A gratificare oltremisura, in un’onda di piena, il bisogno italiano di informalità tarata verso il basso è Silvio Berlusconi (al quale fu proprio Leone, durante il suo mandato, a conferire il titolo di Cavaliere del Lavoro). L’uomo dello sdoganamento di ogni irritualità concepibile, l’incarnazione suprema del ritorno del rimosso (temutissimo, sì, ma altrettanto desiderato), colleziona molteplici occasioni, manuali e non solo, di liberazione di quel magma istintuale che ribolle dentro ogni corpo in teoria costretto al rispetto delle convenzioni formali. Per limitarsi a un emblema – e fare il paio, in assetto rovesciato, con gli scongiuri di Leone – ricordiamo soltanto quando il 28 febbraio 2002 l’attuale presidente del Consiglio ornò con la sua mano minotaura il capo di un collega convenuto in Spagna per il G7.
Eppure, avviandoci alla conclusione di questa microscopica rassegna, è molto probabile che a sintetizzare il presente italiano non sia più il dito indice – accompagnato dal mignolo o in solitaria – bensì il medio. Se ancora una volta dobbiamo a Berlusconi di avere svincolato il gesto (durante un comizio a Bolzano nel 2005) da quei contesti nei quali per tanto tempo, come in un’insopportabile cattività, era stato obbligato, colui il quale lo ha perfezionato scollegandolo da qualsiasi contingenza fino a renderlo pura atemporale manifestazione trascendente è stato Umberto Bossi. Il suo medio sempre più reiteratamente proteso – vivace come il pupazzetto che sbuca dalla scatola, indistruttibile come un misirizzi – è di fatto, adesso, il vero portavoce della Lega e del governo tout court: un dito che nell’occupare ormai il primo piano di ogni inquadratura televisiva scaglia la testa di Bossi sullo sfondo e sostituisce il suo discorso con una mimica brutale. Un portavoce muto, ammutolito. Perché quel dito è un punto esclamativo di carne apposto a conclusione di un ragionamento politico scomparso. L’essenziale gestualità bossiana, sintesi di una regressione dal linguistico al non linguistico (“regressione”, è chiaro, solo se si ritiene che collocare buona parte della propria prassi politica nel linguaggio sia un valore e non un limite), è un manifesto programmatico, la registrazione di un dato di fatto: con buona pace di Mafalda e della statuaria non c’è più nulla da indicare, nulla da decidere, non c’è direzione né progetto. C’è la polverizzazione di ogni obiettivo e il tentativo di neutralizzare in chiave farsesca il trauma del disorientamento. Privo di telos – in tutti i sensi “senza fine” – il politico non può fare altro che perpetuare se stesso. Nel medio sguainato di Bossi non c’è più dunque – nonostante l’apparenza di una lancia in resta proiettata contro un nemico – né provocazione né sfida. C’è, semmai, ripetizione compulsiva, ossessione nevrotica, azione sottratta a ogni consapevole intenzionalità e mortificata al rango di tic incontrollabile. C’è chi apre e chiude ostinatamente la porta di casa, chi verifica fino alla disperazione se la manopola del gas è girata da una parte o dall’altra, chi si lava ferocemente le mani fino a escoriarle, come se lavare e cancellare coincidessero; e c’è chi ostenta il proprio dito medio, aggressivo e inconsapevole. E c’è ancora chi – un intero paese – si osserva riflesso in un’unghia rosa, lucida, padana.

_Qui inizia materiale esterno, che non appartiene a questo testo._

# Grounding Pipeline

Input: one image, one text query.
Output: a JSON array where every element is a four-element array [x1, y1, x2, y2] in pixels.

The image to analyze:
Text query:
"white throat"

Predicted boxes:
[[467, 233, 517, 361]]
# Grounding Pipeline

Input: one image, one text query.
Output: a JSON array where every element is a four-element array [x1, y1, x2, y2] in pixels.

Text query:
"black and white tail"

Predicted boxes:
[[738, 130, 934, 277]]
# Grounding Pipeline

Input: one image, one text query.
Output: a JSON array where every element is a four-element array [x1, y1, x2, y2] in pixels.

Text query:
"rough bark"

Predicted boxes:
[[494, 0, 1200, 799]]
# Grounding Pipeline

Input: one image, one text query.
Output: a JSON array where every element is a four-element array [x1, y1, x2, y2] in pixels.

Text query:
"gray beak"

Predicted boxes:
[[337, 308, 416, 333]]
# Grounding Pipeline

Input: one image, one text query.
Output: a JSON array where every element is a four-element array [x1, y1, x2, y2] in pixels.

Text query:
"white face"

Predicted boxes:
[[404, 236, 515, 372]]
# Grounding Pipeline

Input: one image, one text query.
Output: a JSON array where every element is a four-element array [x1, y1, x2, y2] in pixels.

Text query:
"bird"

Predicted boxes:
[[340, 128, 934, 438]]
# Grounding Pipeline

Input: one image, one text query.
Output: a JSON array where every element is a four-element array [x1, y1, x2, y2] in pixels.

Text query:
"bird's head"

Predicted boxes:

In un tempo post linguistico nel quale passando dall’indice al medio abbiamo probabilmente rinunciato al linguaggio come esperienza delle complessità, c’è ancora un ultimo rischio con il quale fare i conti: quello di trovarsi – contemplandosi in questo specchio della straripante mediocrità italiana – neppure tanto male.